Tabii bu arada son iki haftadır,ayakta uzun süre kalmaktan dolayı zaten var olan sırt ağrılarıma bir de bel ağrıları eklendi o da ayrı bir şey.Ve bu salak bünyenin düşündüğü tek şey ise ilerde olurda çocuk sahibi olmaya kalkarsam bu bel ağrıları engel olur mu acep oluyor?
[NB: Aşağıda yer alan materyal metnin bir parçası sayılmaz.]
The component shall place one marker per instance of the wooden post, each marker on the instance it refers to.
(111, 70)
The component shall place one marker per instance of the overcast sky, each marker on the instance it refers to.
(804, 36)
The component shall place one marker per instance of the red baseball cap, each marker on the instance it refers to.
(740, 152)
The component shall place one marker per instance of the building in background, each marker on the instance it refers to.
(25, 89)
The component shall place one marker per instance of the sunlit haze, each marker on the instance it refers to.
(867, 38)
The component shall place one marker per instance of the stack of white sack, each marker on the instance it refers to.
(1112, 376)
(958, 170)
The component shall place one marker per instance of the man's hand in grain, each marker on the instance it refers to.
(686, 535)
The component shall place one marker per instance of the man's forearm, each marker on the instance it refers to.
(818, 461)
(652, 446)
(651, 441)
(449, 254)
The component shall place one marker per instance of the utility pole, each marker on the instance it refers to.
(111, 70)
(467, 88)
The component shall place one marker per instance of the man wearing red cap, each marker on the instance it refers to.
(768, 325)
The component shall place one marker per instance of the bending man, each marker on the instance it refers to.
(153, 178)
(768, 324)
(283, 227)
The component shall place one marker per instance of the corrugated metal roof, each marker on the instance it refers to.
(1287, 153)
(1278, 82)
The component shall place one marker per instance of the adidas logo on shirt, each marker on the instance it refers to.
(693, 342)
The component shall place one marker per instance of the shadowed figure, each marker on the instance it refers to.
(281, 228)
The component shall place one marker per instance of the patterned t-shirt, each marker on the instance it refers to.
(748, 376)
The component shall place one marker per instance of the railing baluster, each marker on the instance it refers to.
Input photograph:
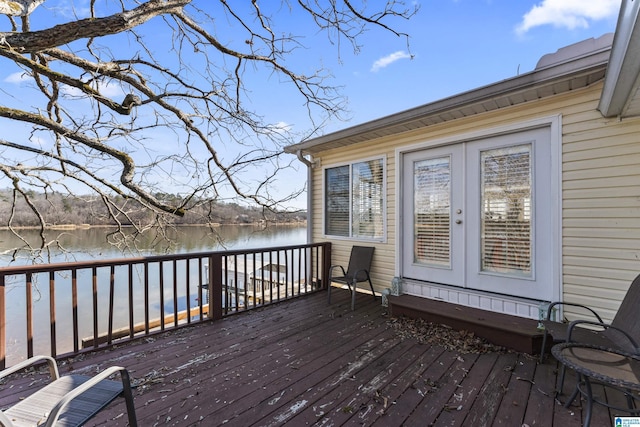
(94, 273)
(52, 312)
(200, 283)
(29, 313)
(187, 272)
(112, 281)
(161, 274)
(175, 293)
(236, 294)
(3, 323)
(131, 301)
(74, 309)
(146, 298)
(215, 286)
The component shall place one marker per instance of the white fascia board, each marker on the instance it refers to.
(624, 64)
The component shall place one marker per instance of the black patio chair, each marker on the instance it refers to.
(67, 401)
(623, 333)
(357, 271)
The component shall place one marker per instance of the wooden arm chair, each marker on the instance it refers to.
(357, 271)
(67, 401)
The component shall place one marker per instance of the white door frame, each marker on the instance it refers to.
(554, 123)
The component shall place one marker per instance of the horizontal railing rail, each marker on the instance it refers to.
(63, 309)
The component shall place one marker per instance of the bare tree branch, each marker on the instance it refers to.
(141, 99)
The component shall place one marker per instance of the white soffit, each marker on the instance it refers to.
(574, 67)
(620, 93)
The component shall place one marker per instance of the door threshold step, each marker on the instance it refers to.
(512, 332)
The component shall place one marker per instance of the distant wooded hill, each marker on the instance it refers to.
(61, 209)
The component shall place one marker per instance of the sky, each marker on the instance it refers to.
(454, 46)
(460, 45)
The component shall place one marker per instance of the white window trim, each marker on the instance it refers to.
(381, 239)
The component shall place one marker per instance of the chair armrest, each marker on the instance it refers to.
(344, 273)
(5, 421)
(572, 304)
(574, 323)
(52, 419)
(356, 273)
(53, 366)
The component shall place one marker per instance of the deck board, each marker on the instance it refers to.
(303, 362)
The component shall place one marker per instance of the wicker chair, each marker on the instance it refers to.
(67, 401)
(357, 271)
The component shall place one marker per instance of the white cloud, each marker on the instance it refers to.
(385, 61)
(568, 14)
(17, 77)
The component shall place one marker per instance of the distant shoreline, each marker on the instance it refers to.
(62, 227)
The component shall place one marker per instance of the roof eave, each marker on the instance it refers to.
(553, 74)
(621, 80)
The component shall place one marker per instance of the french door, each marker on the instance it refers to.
(478, 215)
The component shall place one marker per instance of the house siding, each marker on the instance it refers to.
(600, 196)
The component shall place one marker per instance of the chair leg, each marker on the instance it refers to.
(372, 291)
(128, 397)
(544, 345)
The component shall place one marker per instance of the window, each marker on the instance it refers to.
(354, 200)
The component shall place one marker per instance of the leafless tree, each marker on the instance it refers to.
(101, 110)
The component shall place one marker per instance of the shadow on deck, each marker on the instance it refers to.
(302, 362)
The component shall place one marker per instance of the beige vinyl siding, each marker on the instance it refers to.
(601, 207)
(600, 194)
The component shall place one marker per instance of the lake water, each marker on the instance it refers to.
(91, 244)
Bu aralar hep bir şeylerin arasındayım.Hep birileri bir tarafımdan çekiştiriyor beni.Bir çok neşeli bir salya sümüğüm.Yoruldum,aile içi gerginliklerden,uzlaştırıcı abla rolü üstlenmekten,bir şeylerin hep sürüncemede kalmasından ,bu duyarsız ülke de duyarlı bir vatandaş olmaktan,görüpte değiştiremediklerimden,göz yumduklarımdan,bin kere tövbe edip sonra gene yaptıklarımdan yoruldum.Fotoğraf makinemi de alıp kaçmak istiyorum.Gidip gene ıssızlıkları,yalnızlıkları çekmek istiyorum.Bir şeyler değişmeden de dönmek istemiyorum.Oysa her şeyden vazgeçebilmek ne güzel bir erdemdir diye düşünmeden edemiyorum.Hiçbir şeyi olmayanlar ne mutludur diye düşünmeden edemiyorum.Ama bir türlüde vaz geçemiyorum her şeyimden…
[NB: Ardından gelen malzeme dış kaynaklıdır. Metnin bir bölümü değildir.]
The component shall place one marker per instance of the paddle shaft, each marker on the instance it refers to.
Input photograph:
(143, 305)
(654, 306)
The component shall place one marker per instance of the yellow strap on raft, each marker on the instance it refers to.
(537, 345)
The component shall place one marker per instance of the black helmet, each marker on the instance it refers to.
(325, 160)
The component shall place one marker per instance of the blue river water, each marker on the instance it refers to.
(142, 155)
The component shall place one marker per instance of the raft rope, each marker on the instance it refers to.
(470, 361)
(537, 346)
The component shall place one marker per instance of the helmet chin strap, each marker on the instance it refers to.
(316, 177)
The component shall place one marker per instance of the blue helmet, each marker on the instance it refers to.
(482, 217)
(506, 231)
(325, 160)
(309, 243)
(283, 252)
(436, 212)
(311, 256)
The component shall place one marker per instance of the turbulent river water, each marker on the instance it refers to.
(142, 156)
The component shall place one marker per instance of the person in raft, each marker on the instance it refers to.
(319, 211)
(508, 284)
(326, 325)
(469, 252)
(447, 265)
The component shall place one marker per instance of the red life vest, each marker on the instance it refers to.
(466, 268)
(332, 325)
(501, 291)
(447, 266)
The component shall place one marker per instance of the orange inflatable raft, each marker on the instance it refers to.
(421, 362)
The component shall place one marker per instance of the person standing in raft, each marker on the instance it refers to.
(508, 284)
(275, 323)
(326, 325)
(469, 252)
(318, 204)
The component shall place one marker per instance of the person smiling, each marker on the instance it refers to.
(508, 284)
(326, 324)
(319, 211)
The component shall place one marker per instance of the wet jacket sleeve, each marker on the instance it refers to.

‘Bu gün kurstan dönerken,trafikte dalıp gitmişim.Uzun bir süredir ekonomik krizden ötürü maddi ve manevi yaşadığımız sıkıntıları düşünüyorum sıcak arabamın içersinde.Gereksiz tüketememenin,harcadığım her kuruşu hesap etme zorunluluğunun gerginliği var üzerimde.Bu düşünceler içindeyken,duran trafikte bana doğru yaklaşan bir adamı seçiyorum. Bu soğukta arabasında oturanlara mendil satıyor.Kolunun biri sakat…Arabanın camını açıyorum,gözgözeyiz…Gördüğüm en güzel gözler onlar..Masmavi bir çift içi gülen göz,belki yaşı benden çok ama yüzü bir bebeğin ki kadar saf…İçim parçalanıyor…Nasılda mutlu bakıyor bana…Avucuna bozuk paralarımı bırakıyorum,mendillerden birini uzatıyor.Bir şey söyleyecek gibi oluyor,vaz geçiyor sonra…Bense iki gözü iki çeşme ağlıyorum,hıçkıra hıçkıra,çocuklar gibi,direksiyona vura vura ağlıyorum…'


Ağlıyorum ama adama acıdığım için mi,kendime acıdığım için mi,onun mutluluğunun sırrını bildiğim halde bir türlü eremediğim için mi,göze alamadıklarımın bedelini çok kötü ödeyeceğim için mi,asıl zavallı bizler olduğumuz için mi bilmiyorum.Sadece katıla katıla ağlıyorum.O ise halime üzülerek ekmeğinin peşinde bir başka arabaya doğru uzaklaşıyor…


Söyleyin şimdi bana hangimiz daha mutlu???